Fine-tuned ViT for overtaking vehicle type classification

A two-stage pipeline for classifying overtaking vehicles in dashcam footage:

Stage 1 (RT-DETR) detects vehicles in each frame.
Stage 2 (fine-tuned ViT) classifies the selected overtaking vehicle into one of six types.

Six classes: passenger_car · large_van · commercial_truck · minivan · pickup · suv

The ViT (google/vit-base-patch16-224-in21k) is fine-tuned with focal loss and inverse-frequency class weights to reduce bias toward common types (e.g. passenger car, SUV, pickup from Stanford Cars) relative to rarer types (large van, commercial truck, minivan from web-scraped and field-annotated images).

Repository layout

This repository follows a common layout for research-oriented computer vision projects: data preparation scripts, training code, released weights metadata, inference entry points, evaluation utilities, and generated artifacts kept separate.
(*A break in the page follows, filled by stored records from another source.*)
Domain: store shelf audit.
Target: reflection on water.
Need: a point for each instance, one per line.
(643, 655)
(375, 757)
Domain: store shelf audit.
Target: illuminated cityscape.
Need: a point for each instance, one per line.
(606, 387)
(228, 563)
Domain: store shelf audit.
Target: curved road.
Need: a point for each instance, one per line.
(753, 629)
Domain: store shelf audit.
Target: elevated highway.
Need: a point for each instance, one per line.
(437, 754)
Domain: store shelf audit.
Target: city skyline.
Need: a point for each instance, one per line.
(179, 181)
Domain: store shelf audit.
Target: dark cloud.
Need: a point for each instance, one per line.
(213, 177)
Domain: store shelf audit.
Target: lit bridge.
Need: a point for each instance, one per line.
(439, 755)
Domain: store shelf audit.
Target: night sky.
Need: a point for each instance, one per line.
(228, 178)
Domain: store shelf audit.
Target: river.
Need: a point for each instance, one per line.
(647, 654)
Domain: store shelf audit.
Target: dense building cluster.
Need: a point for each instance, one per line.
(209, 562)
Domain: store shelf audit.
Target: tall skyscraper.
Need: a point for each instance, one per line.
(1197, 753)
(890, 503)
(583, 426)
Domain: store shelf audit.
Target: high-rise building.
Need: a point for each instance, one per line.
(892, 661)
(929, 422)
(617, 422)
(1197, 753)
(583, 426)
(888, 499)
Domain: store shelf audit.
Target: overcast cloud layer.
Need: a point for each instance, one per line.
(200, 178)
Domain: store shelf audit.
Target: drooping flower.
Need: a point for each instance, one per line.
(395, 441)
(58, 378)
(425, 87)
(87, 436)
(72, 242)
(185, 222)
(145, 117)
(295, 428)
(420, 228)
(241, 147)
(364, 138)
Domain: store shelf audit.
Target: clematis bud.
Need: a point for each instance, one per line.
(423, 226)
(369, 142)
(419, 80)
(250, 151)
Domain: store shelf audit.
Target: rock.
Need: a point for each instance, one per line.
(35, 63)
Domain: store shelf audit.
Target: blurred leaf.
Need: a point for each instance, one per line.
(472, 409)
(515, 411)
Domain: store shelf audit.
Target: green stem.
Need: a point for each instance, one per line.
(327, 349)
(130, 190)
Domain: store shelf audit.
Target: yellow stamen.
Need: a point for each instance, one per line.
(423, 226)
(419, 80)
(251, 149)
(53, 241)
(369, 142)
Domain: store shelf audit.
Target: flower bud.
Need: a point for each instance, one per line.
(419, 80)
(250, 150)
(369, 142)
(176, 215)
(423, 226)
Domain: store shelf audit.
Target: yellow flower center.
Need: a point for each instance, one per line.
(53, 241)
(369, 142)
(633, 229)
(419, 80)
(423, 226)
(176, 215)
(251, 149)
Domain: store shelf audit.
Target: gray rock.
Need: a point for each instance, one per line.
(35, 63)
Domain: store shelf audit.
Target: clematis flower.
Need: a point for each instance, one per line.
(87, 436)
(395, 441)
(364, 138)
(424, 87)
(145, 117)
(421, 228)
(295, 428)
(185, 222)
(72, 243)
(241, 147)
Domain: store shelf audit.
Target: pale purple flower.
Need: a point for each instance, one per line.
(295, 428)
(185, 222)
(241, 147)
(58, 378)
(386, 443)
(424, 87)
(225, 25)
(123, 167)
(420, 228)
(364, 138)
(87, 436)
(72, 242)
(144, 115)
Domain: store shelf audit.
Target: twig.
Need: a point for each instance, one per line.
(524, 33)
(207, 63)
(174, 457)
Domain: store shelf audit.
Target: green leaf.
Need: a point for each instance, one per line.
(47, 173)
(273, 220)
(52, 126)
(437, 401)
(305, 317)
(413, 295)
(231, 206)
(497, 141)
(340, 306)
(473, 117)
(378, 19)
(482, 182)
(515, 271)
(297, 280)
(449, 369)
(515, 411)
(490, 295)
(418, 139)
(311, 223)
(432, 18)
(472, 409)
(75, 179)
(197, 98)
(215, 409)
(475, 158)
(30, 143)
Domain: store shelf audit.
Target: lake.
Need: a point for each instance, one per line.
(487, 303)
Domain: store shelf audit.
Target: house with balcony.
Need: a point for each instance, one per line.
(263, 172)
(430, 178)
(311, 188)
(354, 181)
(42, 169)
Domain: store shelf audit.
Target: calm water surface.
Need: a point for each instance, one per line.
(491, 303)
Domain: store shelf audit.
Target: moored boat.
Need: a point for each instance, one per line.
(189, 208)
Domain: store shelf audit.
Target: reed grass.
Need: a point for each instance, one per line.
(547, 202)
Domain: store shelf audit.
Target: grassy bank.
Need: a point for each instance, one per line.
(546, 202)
├── data/                    # Dataset preparation scripts (Stanford Cars, scraping, field crops, merge)
├── training/                # ViT fine-tuning (train.py, config.py)
├── model/                   # Model config, label map, preprocessor config (weights distributed separately)
├── inference/               # Two-stage RT-DETR + ViT inference scripts
├── evaluation/              # Metrics, confusion matrices, and plots
├── requirements.txt         # Python dependencies (install PyTorch separately first)
├── pyproject.toml           # Project metadata
└── LICENSE

Data paths for inference and evaluation are configured through environment variables documented in inference/config.py. Set NSF_DATA_ROOT and ANNARBOR_DATA_ROOT to match your local data layout before running inference or evaluation scripts.

Setup

# Example: Python 3.11
python -m venv .venv
.venv\Scripts\activate            # Windows
# source .venv/bin/activate       # Linux / macOS

# Install PyTorch for your platform first, e.g. CUDA 12.1:
# pip install torch torchvision torchaudio --index-url https://download.pytorch.org/whl/cu121

pip install -r requirements.txt

For evaluation figures only:

pip install -r evaluation/requirements.txt

Reproducing training

1. Prepare training data

Source	Role	Script
Stanford Cars (Hugging Face)	passenger_car, suv, pickup, minivan	`data/download_stanford_cars.py`
Web-scraped images	large_van, commercial_truck, minivan	`data/scrape_images.py`
Ann Arbor field crops (RT-DETR from video)	all six classes	`data/generate_crops.py`

# Run all commands from the repository root
# Windows uses ^ for line continuation; Linux/macOS uses \

python data/download_stanford_cars.py --output-dir data/stanford_cars_raw
python data/scrape_images.py

python data/generate_crops.py ^
  --csv path/to/annarbor-ndivision-20221005_groundtruth.csv ^
  --images-dir path/to/image_sequence ^
  --output-dir data/field_crops

python data/prepare_dataset_customdata.py ^
  --stanford-raw  data/stanford_cars_raw ^
  --scraped-clean data/scraped_clean ^
  --annarbor-dir  data/field_crops ^
  --output-dir    data/train_customdata

2. Train

# Windows
python training/train.py ^
  --data-dir data/train_customdata ^
  --output-dir model ^
  --results-dir model ^
  --epochs 30

# Linux/macOS
# python training/train.py \
#   --data-dir data/train_customdata \
#   --output-dir model \
#   --results-dir model \
#   --epochs 30

Training hyperparameters are documented in training/config.py and training/README.md.

Inference

Scripts in inference/ import each other by relative name, so always cd inference first before running them.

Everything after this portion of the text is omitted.